Das Ergebnis lässt sich im Ausschluss der AfD aus der ID-Fraktion im Europaparlament sehen. Denn Le Pen will unbedingt mit Meloni zusammenarbeiten und einen neuen rechtskonservativen Block aufbauen, der auch für die konservativ-zentristische EVP-Fraktion koalitionsfähig ist. In der Not frisst der Teufel Fliegen – und um an die Futtertröge der Macht zu kommen, würden diese Spitzenpolitikerinnen wohl sogar Ursula von der Leyen erneut an die Kommissionsspitze bringen. Stimmen, die für eine Normalisierung der Beziehungen zu Russland sind, haben in diesen Plänen keinen Platz. Stattdessen setzt man darauf, Europa weiterhin zu einem US-Lakaien degradiert zu sehen.

Angesichts der globalen wirtschaftlichen Herausforderungen – insbesondere durch den Aufstieg Chinas – wäre es eigentlich sinnvoll, sich auf die Zukunftsfähigkeit der eigenen Volkswirtschaften zu konzentrieren. Die „Energiewende“ samt Russland-Sanktionen im Energiesektor hat zwar dazu geführt, dass die Abhängigkeit vom russischen Gas deutlich gesunken ist – doch gleichzeitig wurde der Kontinent in die Abhängigkeit von US-Gaslieferungen und chinesischen Solarmodulen und Windturbinen (insbesondere in Bezug auf die Seltenen Erden und andere wichtige Rohstoffe) gezwungen. Doch der für die Wirtschaft wichtige Strom wurde dadurch nicht billiger, nur teurer und unzuverlässiger.

Als energie- und rohstoffarmer Kontinent ist Europa auf Lieferungen von außerhalb angewiesen. Doch diese sollten auch möglichst günstig erfolgen und dem Prinzip der Versorgungssicherheit folgen. Eine strikte Unterordnung unter den Willen Washingtons ist dafür nicht gerade ideal, wie die europäische Energiekrise zeigt. Andere Länder (z.B. Indien und wohl insgesamt zwei Drittel aller Staaten dieser Welt) haben sich den Russland-Sanktionen nicht angeschlossen, weil die eigenen nationalen Interessen wichtiger sind als ideologisch forcierte Strafmaßnahmen.

Meloni mag zwar ohnehin ein Rockefeller-U-Boot sein, doch die machtstrategische Neuausrichtung von Le Pen, die früher selbst gute Beziehungen nach Moskau hatte, zeigt, woher der Wind weht. Anstatt das System in die gewünschte Richtung zu lenken (dazu braucht es aber keine Fundamentalopposition) wird eine Anbiederungsstrategie mit ungewissen Erfolgsaussichten gefahren. Alles in der Hoffnung, dass die an Mitte-Rechts-Regierungen beteiligten konservativen/zentristischen Parteien ihren Einfluss innerhalb der EVP nutzen, um nicht mehr mit den Sozialdemokraten zu koalieren.

Die Alternative für Deutschland passt da eben nicht wirklich hinein. Auch wenn die neueren rechten bzw. rechtskonservativen/rechtsliberalen Publikationen in Deutschland versuchen, mit ihrer strikt transatlantischen Linie die öffentliche Meinung entsprechend zu lenken und so auch den Druck auf die AfD zu erhöhen. Dabei läge es sowohl im deutschen als auch im europäischen Interesse, sich in der zunehmend multipolaren Welt, als eigenständige politische Kraft zu etablieren – und nicht als bloßes Anhängsel der Vereinigten Staaten zu gelten.

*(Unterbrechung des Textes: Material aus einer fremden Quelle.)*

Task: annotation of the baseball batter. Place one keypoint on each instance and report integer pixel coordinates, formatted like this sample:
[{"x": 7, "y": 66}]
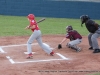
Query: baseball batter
[
  {"x": 94, "y": 30},
  {"x": 75, "y": 39},
  {"x": 36, "y": 35}
]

Schon jetzt werden die Europäer in Moskau oder Peking als Verhandlungspartner nicht wirklich ernst genommen. Warum auch? Schlussendlich beugen sie sich ohnehin nur dem Willen Washingtons. Wie kann man die eigenen Interessen verteidigen und durchsetzen, wenn man diese am Ende doch nur jenen der Amerikaner unterordnet? Es spricht nichts gegen gute Beziehungen zu Washington, doch Unterordnung widerspricht dem Geist der nationalen (und der europäischen) Souveränität. Mehr noch stellt sich die Frage, warum gerade die patriotischen Parteien in Europa auf den Transatlantizismus setzen, nur um dann ohnehin nutzlose Machtpositionen zu erhalten, weil sie dann kaum mehr eine eigenständige Außen- und Wirtschaftspolitik machen können.

Die Transatlantisierung der europäischen Rechten mag zwar den Weg an die Futtertröge der Macht ebnen und neue Koalitionen ermöglichen, doch wenn man dafür die patriotische Seele verkauft, wie kann man dann noch behaupten, tatsächlich im Interesse des eigenen Volkes zu handeln?